Carrie and her older brother Jonnie Morgan, 65, lined the walls of the gutted home with plastic, cardboard, election signs and whatever they could find.

"It's been very, extremely pitiful," said Morgan. "It's been extremely uncomfortable, but as I say, we try to make it a home the best that we possible could."

The Unity study shows there are as many as 6,000 people living in Katrina's ruins across the city.

The group estimates about 1,500 people migrated to abandoned buildings after tent cities in Duncan Plaza and under the interstate disbanded.

According to the study, 75 percent of abandoned building dwellers are Katrina survivors and the vast majority suffer from mental illness, physical disabilities and other life threatening conditions.

"They're living in a house that's not a home," said Unity Executive Director Martha Kegel. "It has no electricity.
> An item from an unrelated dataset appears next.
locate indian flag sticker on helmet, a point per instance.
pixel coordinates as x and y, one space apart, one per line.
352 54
It has no running water. Frequently, there's gaping holes in the roof, gaping holes in the wall. There are rats. There are mosquitos."

"I didn't have no where to go, no job, no home, no trailers, no nothing," said Handy. "That's how I got here."

A few months ago, Unity found Handy a small apartment.

Her brother however, still lives in conditions that continue to worsen by the day.

"New Orleans is a great city," said Handy. "If the politicians would just get together, you know and take all these abandoned houses and fix them up for people that is homeless, there would be no homeless people."

As bad as the homelessness problem has been post Katrina, Unity says it's actually gotten worse in recent years with the downturn in the national economy and the BP oil spill.

"It's a crisis," said Kegel. "Just because people can't see it, doesn't mean that we don't have to solve the problem."

For many, the dream of renewal and recovery 5 years after Katrina, remains a dream unfulfilled.

"With a home or without the home, you still got to survive," said Handy.

There were approximately 10,000 homeless people living in New Orleans before Katrina.

The Unity study shows that number has now nearly doubled to about 20,000 thousand since the storm.